Birdhouses and mailboxes and bedframes and double doors. Heavy wooden portal stoppers leaned up against racks of plywood. Medium density fiberboard with a watch-face sized hole drilled in front, a short cylindrical nose pegged under that gaping cycloptic opening. Sixteen slats glued together, screwed to two belts of black metal bent in gentle bows. Hypothetically, everything in a workshop is hypothetical. Growing dust. Doors off hinges. Overflown housing. Mailboxes with no fixed address. Potential piles up. Scullery doors in the corner. Solid oak end tables crushing castor wheels.

Space. Who builds space. Not the carpenter. Not the writer. The politician. The doctor. Not the builder. Emptiness. Pure, layered, reinforced racking potential. Who prints blank books.

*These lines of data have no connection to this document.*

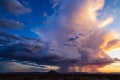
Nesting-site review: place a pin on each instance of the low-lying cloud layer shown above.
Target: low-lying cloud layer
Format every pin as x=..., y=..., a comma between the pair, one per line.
x=73, y=36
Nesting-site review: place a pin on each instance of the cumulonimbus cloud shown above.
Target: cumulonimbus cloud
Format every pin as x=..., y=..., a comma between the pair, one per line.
x=4, y=23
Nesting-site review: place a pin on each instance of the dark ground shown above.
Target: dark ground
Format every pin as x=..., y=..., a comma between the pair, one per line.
x=57, y=76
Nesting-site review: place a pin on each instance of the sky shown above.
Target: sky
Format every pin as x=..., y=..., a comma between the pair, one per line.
x=62, y=35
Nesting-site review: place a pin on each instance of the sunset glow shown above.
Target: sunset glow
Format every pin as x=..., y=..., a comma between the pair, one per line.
x=62, y=35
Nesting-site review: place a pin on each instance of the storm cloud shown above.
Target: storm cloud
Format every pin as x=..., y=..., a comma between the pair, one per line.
x=11, y=24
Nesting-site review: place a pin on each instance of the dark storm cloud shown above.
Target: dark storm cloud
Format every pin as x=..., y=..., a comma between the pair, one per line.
x=14, y=6
x=29, y=49
x=4, y=23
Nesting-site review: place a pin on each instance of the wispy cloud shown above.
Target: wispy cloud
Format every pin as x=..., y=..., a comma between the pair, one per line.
x=15, y=7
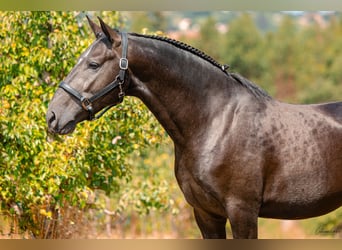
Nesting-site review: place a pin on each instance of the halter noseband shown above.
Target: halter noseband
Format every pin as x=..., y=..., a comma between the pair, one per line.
x=87, y=103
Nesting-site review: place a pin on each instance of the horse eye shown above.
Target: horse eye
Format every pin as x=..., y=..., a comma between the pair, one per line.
x=94, y=65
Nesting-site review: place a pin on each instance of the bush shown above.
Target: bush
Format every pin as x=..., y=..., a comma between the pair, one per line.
x=42, y=177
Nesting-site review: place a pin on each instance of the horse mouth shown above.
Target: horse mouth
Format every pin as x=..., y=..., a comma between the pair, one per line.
x=67, y=129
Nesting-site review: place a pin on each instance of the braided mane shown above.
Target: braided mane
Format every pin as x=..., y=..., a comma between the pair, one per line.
x=186, y=47
x=253, y=88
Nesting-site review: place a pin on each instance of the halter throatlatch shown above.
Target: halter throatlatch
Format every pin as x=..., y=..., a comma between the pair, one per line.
x=87, y=103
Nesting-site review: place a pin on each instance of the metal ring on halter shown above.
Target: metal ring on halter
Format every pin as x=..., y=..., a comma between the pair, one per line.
x=87, y=103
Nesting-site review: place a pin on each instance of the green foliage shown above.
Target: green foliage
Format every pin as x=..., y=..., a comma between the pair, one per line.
x=40, y=175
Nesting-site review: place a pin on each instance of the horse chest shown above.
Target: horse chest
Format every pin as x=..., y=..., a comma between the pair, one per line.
x=198, y=192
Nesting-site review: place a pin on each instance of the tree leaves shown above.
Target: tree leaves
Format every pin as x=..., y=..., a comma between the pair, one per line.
x=40, y=173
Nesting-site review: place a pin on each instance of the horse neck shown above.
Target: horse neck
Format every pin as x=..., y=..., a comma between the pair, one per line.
x=182, y=90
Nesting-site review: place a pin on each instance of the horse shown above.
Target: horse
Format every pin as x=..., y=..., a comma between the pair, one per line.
x=239, y=153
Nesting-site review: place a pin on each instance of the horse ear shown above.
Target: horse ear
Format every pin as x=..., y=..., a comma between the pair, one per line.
x=95, y=28
x=113, y=36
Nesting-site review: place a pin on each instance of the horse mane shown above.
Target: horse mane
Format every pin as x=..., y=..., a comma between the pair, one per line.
x=253, y=88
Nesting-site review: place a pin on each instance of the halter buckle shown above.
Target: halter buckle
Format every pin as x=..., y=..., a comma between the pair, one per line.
x=123, y=63
x=86, y=103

Fills pens instead of emptying them. Who makes the makings. Doesn’t care whether or not birds ever come. Who builds little boxes that resemble houses. Who makes doors who isn’t trapped by door frames. Leaned in aisleways, stacked in back of showrooms with cardboard sandwiched between. Custom doors stacked, piled, pre-divorced from their future portals.

There are so many ways to pray, but none come close to creating space. Full pens. Empty books. Empty frames. Doors with no deadbolts drilled in them. Miniature houses, no birds. The rigid rectangles that clutch the soft shapes we sleep on. We don’t know.

We don’t know where birds will nest.
We don’t know what we’re building.
We don’t need to. It’s better that way.

Let the birds decide.
Until then, build little empty boxes.